Il aura fallu un an à l'autrice pour écrire cette nouvelle bible de la mode dont l'objectif est de : "Raconter l'origine de ces pièces que l'on banalise ou que l'on fantasme, c'est remonter le fil d'une histoire de la mode faite d'hommes, de femmes, de culture populaire, de frivolité et de profondeur".

L'occasion pour l'historienne indépendante de rappeler : "C'est aussi leur redonner de la valeur à une époque n'a jamais été aussi dérisoire. En exaltant les objets de mode et les apparences, on exalte les individus".

Marie Claire : Vous êtes historienne de l'art et avez écrit plusieurs livres à ce sujet. Pourquoi ce livre sur la mode ?

Alors je suis historienne de l’art et historienne de la mode. J’ai toujours travaillé ces deux disciplines en parallèle. Même si Indémodables est en effet mon premier ouvrage de mode d’ampleur qui s’adresse au "grand public", l’histoire de la mode est au cœur de mes recherches et de mes publications académiques depuis dix ans.

Cela faisait longtemps que j’avais envie d’un livre de mode qui ne soit pas une énième hagiographie de couturier et qui ait cette même approche thématique, transversale et culturelle qui nourrit mes ouvrages d’art.

Vous enseignez d'ailleurs à l'école Modar't. De quelle manière la mode peut renseigner l'art et vice et versa ?

Désormais on a acquis l'idée très concrètement l'idée qu'art et mode ne cessent de dialoguer. La mode dans sa quête d’inspiration trouve évidemment dans l’art des motifs et des formes qui nourrissent sa créativité.

On retrouve aussi ce lien dans les propositions scénographiques des défilés et les vitrines de magasins qui se confondent parfois avec des installations artistiques. Idem pour la photographie de mode, à la croisée de ces pratiques.

Et c'est sans compter certain.e.s créateurs, créatrices dont les propositions sont de véritables happenings, des concepts artistiques…La liste est longue.

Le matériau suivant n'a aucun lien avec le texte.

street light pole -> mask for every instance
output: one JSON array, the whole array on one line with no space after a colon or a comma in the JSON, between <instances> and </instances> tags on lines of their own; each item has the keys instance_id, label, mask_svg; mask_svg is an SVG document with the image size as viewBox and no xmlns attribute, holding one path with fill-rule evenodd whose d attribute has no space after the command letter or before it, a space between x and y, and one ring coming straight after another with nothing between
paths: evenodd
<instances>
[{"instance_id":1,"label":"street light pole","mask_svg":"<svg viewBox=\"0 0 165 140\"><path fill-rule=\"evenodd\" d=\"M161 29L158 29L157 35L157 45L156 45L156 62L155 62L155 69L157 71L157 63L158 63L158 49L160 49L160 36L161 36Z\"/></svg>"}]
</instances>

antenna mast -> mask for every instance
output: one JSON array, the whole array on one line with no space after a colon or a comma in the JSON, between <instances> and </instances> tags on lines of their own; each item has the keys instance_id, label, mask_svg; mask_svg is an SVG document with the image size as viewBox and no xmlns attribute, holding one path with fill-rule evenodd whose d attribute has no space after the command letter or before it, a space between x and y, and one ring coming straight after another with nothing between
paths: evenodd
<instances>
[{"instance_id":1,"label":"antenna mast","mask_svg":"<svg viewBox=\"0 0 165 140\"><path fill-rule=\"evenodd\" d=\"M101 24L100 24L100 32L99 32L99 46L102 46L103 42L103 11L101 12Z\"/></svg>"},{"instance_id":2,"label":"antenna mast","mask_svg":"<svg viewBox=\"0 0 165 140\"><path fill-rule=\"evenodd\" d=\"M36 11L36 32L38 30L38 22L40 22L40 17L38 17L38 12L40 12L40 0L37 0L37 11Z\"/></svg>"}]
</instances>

Il y a des livres d’histoire de la mode généralistes, mais très peu qui soient récents et écris avec un regard contextuel contemporain.

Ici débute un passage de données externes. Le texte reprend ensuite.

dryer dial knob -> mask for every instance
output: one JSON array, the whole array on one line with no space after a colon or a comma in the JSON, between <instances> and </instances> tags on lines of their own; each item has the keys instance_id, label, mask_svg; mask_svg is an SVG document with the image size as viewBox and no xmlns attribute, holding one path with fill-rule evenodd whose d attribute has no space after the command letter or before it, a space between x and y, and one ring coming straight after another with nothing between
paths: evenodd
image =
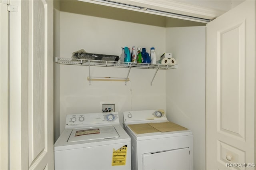
<instances>
[{"instance_id":1,"label":"dryer dial knob","mask_svg":"<svg viewBox=\"0 0 256 170\"><path fill-rule=\"evenodd\" d=\"M156 116L158 117L162 117L162 113L160 112L157 112L156 113Z\"/></svg>"},{"instance_id":2,"label":"dryer dial knob","mask_svg":"<svg viewBox=\"0 0 256 170\"><path fill-rule=\"evenodd\" d=\"M115 119L115 116L113 114L110 114L106 116L107 119L108 121L114 121Z\"/></svg>"},{"instance_id":3,"label":"dryer dial knob","mask_svg":"<svg viewBox=\"0 0 256 170\"><path fill-rule=\"evenodd\" d=\"M71 122L74 122L76 121L76 119L75 117L73 117L71 118Z\"/></svg>"},{"instance_id":4,"label":"dryer dial knob","mask_svg":"<svg viewBox=\"0 0 256 170\"><path fill-rule=\"evenodd\" d=\"M79 121L80 122L82 122L84 120L84 117L80 117L79 118Z\"/></svg>"}]
</instances>

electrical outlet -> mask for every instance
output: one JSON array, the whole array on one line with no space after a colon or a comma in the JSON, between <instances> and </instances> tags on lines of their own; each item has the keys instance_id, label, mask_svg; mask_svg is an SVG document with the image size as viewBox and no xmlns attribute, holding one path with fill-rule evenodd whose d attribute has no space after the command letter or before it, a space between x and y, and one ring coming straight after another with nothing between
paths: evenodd
<instances>
[{"instance_id":1,"label":"electrical outlet","mask_svg":"<svg viewBox=\"0 0 256 170\"><path fill-rule=\"evenodd\" d=\"M115 111L114 104L102 104L102 112L113 112Z\"/></svg>"}]
</instances>

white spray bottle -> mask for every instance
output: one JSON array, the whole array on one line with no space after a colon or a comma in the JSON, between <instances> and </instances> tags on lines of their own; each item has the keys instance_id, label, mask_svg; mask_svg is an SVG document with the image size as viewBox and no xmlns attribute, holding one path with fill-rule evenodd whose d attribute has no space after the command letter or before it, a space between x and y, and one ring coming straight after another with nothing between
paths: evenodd
<instances>
[{"instance_id":1,"label":"white spray bottle","mask_svg":"<svg viewBox=\"0 0 256 170\"><path fill-rule=\"evenodd\" d=\"M135 46L132 46L132 63L137 63L137 53Z\"/></svg>"},{"instance_id":2,"label":"white spray bottle","mask_svg":"<svg viewBox=\"0 0 256 170\"><path fill-rule=\"evenodd\" d=\"M151 60L151 64L156 63L156 51L155 51L155 48L154 47L150 48L150 59Z\"/></svg>"}]
</instances>

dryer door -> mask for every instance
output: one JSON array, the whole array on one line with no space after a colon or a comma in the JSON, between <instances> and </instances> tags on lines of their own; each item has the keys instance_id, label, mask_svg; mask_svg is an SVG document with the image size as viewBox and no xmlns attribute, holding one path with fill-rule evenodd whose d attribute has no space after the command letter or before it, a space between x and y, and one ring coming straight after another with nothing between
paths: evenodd
<instances>
[{"instance_id":1,"label":"dryer door","mask_svg":"<svg viewBox=\"0 0 256 170\"><path fill-rule=\"evenodd\" d=\"M190 170L188 148L143 154L143 170Z\"/></svg>"}]
</instances>

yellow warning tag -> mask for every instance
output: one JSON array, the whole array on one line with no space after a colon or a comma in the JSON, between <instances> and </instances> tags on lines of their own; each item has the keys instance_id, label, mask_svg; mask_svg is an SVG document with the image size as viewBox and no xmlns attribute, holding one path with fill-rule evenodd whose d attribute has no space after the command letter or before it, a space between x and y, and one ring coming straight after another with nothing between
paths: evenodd
<instances>
[{"instance_id":1,"label":"yellow warning tag","mask_svg":"<svg viewBox=\"0 0 256 170\"><path fill-rule=\"evenodd\" d=\"M124 145L116 150L113 149L112 166L125 165L127 153L127 145Z\"/></svg>"}]
</instances>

Dans l’autre sens, la mode ou le vêtement sont une source d’inspiration pour l’art contemporain parce que bien entendu en s’appuyant sur la mode, ces artistes questionnent nos intimes et notre société.

Lorsque la mode pénètre le monde de l’art, elle ce qu’on se refuse parfois à admettre en regardant l’industrie et ses artefacts.

On a tendance à grandement banaliser l’importance sociale et politique de la mode et de ce que nous portons et comme on a tendance à encenser l’art et le prendre plus au sérieux, les conversations qu’on ouvre par le biais de l’art nous poussent à réfléchir nos pratiques stylistiques et de consommation. Et, plus globalement, au système sur lesquels ils reposent.

Revenons à d'Indémodables. Comment est née l'idée de ce répertoire et pourquoi pensez-vous qu'un tel livre soit important dans la période actuelle que nous vivons ?

J’avais envie d’une histoire de la mode moderne et contemporaine qui soit accessible, facile à lire, sous forme de notices afin que les lecteurs puissent piocher, lire, poser, reprendre sans contrainte. Que la lecture se fasse d’une traite ou coup par coup sans que l’on ne perde un quelconque fil.

Il y a dans ce livre une envie de ramener sous les projecteurs des pièces dites triviales qu’on enfile très souvent machinalement le matin sans vraiment y réfléchir.

Raconter leur histoire, dire leur passé, leur rôle social, politique, culturel, c’est une manière de ramener de la profondeur dans notre quotidien.

On a tendance à scinder la mode avec d’un côté les strass et paillettes du luxe, des défilés, des pages de magazine et de l’autre une industrie peu reluisante faite de nos t-shirts à 5 euros…Mais l’une n’existerait pas sans l’autre et vice versa.

En mettant cote à cote ces deux aspects du système, on peut montrer que le jean que l'on porte a une histoire qui n’est pas moins important qu’un tailleur Chanel.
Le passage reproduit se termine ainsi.